The distal end of the germline consists of a population of proliferative germ cells that switch from proliferation to meiotic development as they move proximally. The GLP-1/Notch signaling pathway regulates this switch. Previous work has shown that
gld-1 is also involved in regulating meiotic entry based on
gld-1(0) partial suppression of
glp-1(0) premature entry into meiosis phenotype, as well as the excess proliferation (germline tumor) that occurs in the
gld-2(0)
gld-1(0) double mutant. Genetic epistasis places
gld-1 and
gld-2 downstream of GLP-1/Notch signaling. We are interested in identifying additional genes involved in regulating the entry into meiosis decision, as well as determining the regulatory relationships between known and newly identified factors. GLD-1 protein levels are very low at the most distal end and increase proximally until reaching maximum levels approximately 20 cell diameters from the distal end, which is the approximate location where cells first show evidence of meiotic entry. We show that the GLP-1/Notch signaling pathway is responsible for repressing GLD-1 accumulation as GLD-1 levels are increased when signaling is eliminated. This regulation is likely not transcriptional as
gld-1 RNA in situs show roughly equivalent levels in
glp-1(+) and
glp-1(-) animals. We further show that ectopically increasing GLD-1 accumulation in the distal end causes germ cells to enter meiosis earlier. These data suggest that a major mechanism by which the GLP-1/Notch signaling pathway controls the proliferation versus meiotic development decision is by regulating the spatial pattern of GLD-1 accumulation. In an attempt to identify other factors necessary for control of meiotic entry, we conducted genetic screens and identified mutations in the
nos-3 gene, which is homologous to Drosophila Nanos. Interestingly, FBF-1 and FBF-2, two nearly identical proteins that are homologous to Drosophila Pumilio, have also been implicated in regulation of meiotic entry by inhibiting distal GLD-1 accumulation.
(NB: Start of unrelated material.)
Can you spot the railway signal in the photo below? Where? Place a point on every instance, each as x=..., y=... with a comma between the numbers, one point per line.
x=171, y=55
We show that
nos-3 also affects GLD-1 accumulation, however unlike FBF,
nos-3 promotes GLD-1 accumulation, a function that is redundant with
gld-2. In a
gld-2;
nos-3 double mutant, GLD-1 accumulation is markedly reduced. Furthermore,
nos-3 suppresses the premature entry into meiosis and high distal GLD-1 accumulation phenotypes of
fbf-1 fbf-2 mutants. One model to explain these results is the GLP-1/Notch signaling represses the activities of GLD-2 and NOS-3 in the distal end to keep GLD-1 accumulation low and allow for the stem cell population to be maintained.